Mai 2002 : avec une participation record au deuxième tour (80 %), Jacques Chirac est élu par une vaste majorité pour « faire barrage au fascisme ». Cinq ans plus tard, une grande partie du programme de Le Pen est appliquée (dans le domaine des politiques économique, migratoire ou sécuritaire), sans grand « sursaut citoyen », caution démocratique oblige.
Avril 2007 : nouveau record de participation, dès le premier tour, à 85 %. La démocratie n’est plus à sauver, elle est même complètement revivifiée. Elle a d’ailleurs trouvé son champion : Nicolas Sarkozy, pour qui la pédophilie et les tendances suicidaires sont des faits génétiques, lui qui veut identifier les délinquants dès la maternelle, encourager la délation pour débusquer les parasites qui fraudent le métro et profitent honteusement du RMI, et gérer la traque des sans-papiers depuis son Ministère de l’Immigration et de l’Identité Nationale... En bref du Goebbels avec l’accent américain et la claudication en moins.
Nicolas Sarkozy fait peur.
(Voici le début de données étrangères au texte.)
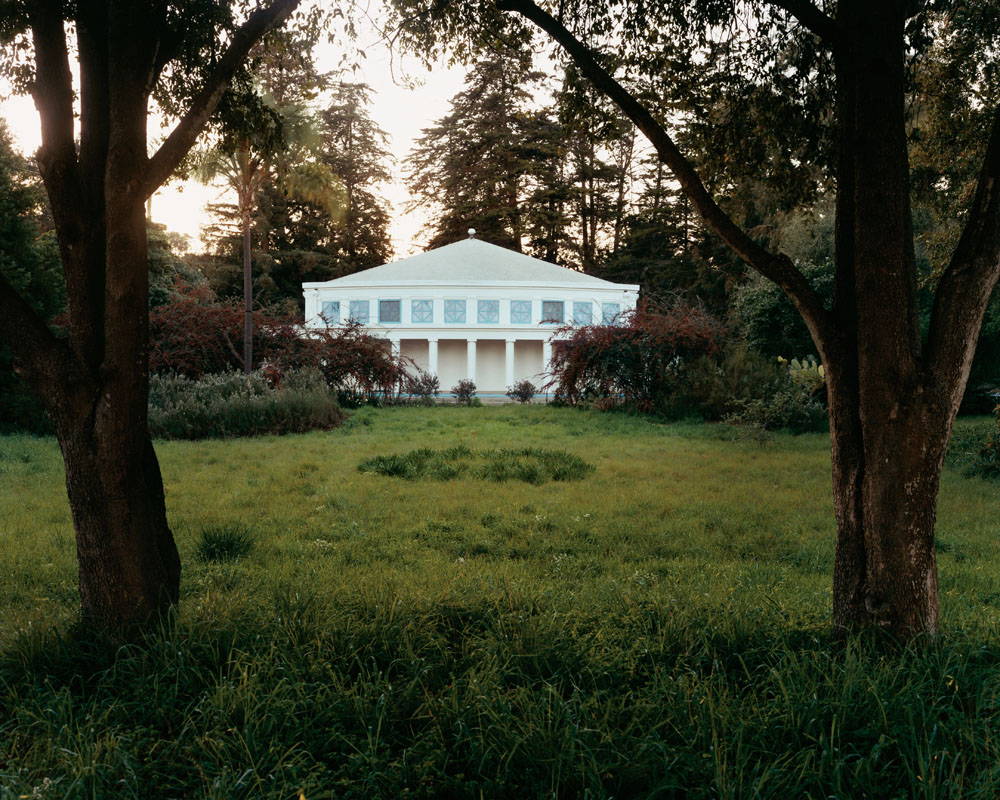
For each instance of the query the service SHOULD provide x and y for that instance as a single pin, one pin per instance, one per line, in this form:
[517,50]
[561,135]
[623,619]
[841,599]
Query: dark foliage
[195,335]
[424,386]
[638,363]
[464,391]
[522,391]
[233,404]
Bizarre, quand la plupart des logiques et des dynamiques qu’il personnifie sont déjà bien engagées. En France, on peut déjà se prendre de la prison ferme pour avoir regardé un flic de travers [1] ; on peut déjà se faire « flexibiliser » pour un salaire de misère en intérim ou en CNE ; on peut déjà largement se faire radier des fichiers de l’ANPE d’un côté, tout en se faisant ficher à l’ADN de l’autre (que ce soit pour siphonnage, pour vol à l’étalage, pour graffs, en bref, dès qu’on remue un peu trop). On le sent bien : la France d’après est déjà là.
Pourtant, l’élection de Sarkozy fera bien une différence. La chasse aux oisifs et aux délinquantes va s’intensifier, les peines vont s’alourdir, les nouvelles prisons vont fleurir (ce qui tombe plutôt bien, les chômeurs auront alors le choix entre devenir maton et devenir prisonnier). Sarkozy président, c’est le triomphe de la valeur travail, de la valeur famille et de la valeur patrie : la fin du droit de grève et l’avènement du service minimum, des universités vraiment réservées aux élites ou bien des facs professionnalisantes susceptibles de nous intégrer au plus vite au monde impitoyable de l’entreprise.
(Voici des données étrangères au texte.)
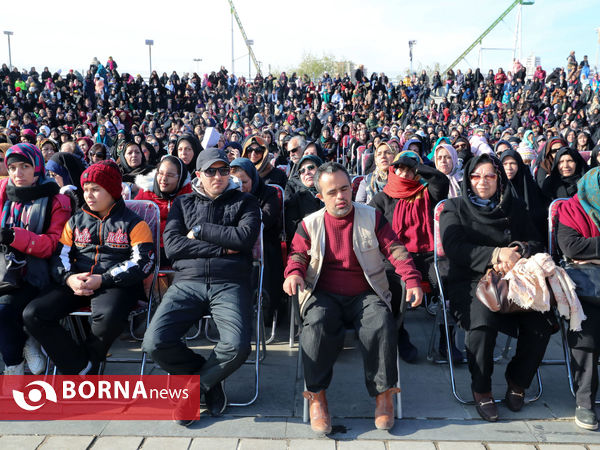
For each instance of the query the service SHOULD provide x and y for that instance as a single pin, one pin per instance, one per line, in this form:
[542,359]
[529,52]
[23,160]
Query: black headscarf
[191,167]
[499,207]
[555,185]
[182,173]
[129,173]
[526,189]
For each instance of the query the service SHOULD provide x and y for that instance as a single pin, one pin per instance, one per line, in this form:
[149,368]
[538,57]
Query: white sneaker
[32,352]
[19,369]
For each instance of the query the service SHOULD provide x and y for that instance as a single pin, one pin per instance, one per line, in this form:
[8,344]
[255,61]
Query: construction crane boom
[250,51]
[487,31]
Alors c’est sûr, il se trouvera bien quelques anarchistes, voire même quelques camarades, pour faire, encore, « barrage au fascisme ». Le vote utile : deuxième round. Quand tout ce petit monde aura été battu démocratiquement, peut-être repensera-il à ces déclarations prononcées un peu à la va-vite : sur un mode apeuré, « Si Sarko passe, c’est sûr, je quitte la France ! » ; ou pour les plus véners, « Putain si Sarko passe, ça va péter, on prend les armes ! ».
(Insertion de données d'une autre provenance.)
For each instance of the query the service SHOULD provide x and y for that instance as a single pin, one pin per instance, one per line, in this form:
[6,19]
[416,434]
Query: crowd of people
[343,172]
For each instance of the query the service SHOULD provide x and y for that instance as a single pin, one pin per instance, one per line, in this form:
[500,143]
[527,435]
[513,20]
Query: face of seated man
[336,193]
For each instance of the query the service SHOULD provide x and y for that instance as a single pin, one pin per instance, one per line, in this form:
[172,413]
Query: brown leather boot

Effectivement, ces intuitions tracent à nos yeux les seules voies praticables dans la situation actuelle. Mais il s’agit de les lester avec autre chose que de la mauvaise humeur et de la bière de piètre qualité. Autrement dit, il faut nous organiser collectivement afin d’opérer une désertion réelle partout où nous pouvons rendre le territoire national ingouvernable.
Ils veulent nous mettre au travail de force, ce sont des ANPE qui flambent. Ils veulent nous fliquer, les contrôles dégénèrent en émeute comme à la Gare du Nord. A Rouen, des violences policières ont trouvé leur réponse dans une manifestation sauvage qui a vu la destruction des locaux de l’UMP. La banderole de tête portait la mention « Boutons les flics hors de France ». Il y a en effet une nécessité à ce qu’elle soit partout jetée hors de nos vies.
Ce que nous promet le slogan « Travailler plus pour gagner plus », c’est une séparation forcée, une individualisation des misères quotidiennes. Nous ne saurons y faire face qu’en mettant en commun nos moyens d’existence et de lutte, que ce soit au niveau des quartiers, des universités, des lieux de travail. Et alors oui, nous ne serons plus en France, et alors oui, nous saurons trouver des armes.
La victoire de Sarkozy (ou de Royal), c’est surtout notre apathie, quand on se contente d’émietter notre puissance politique en allant mettre un bulletin dans l’urne. S’il faut faire barrage à Sarkozy, ce sera en attaquant directement sa police.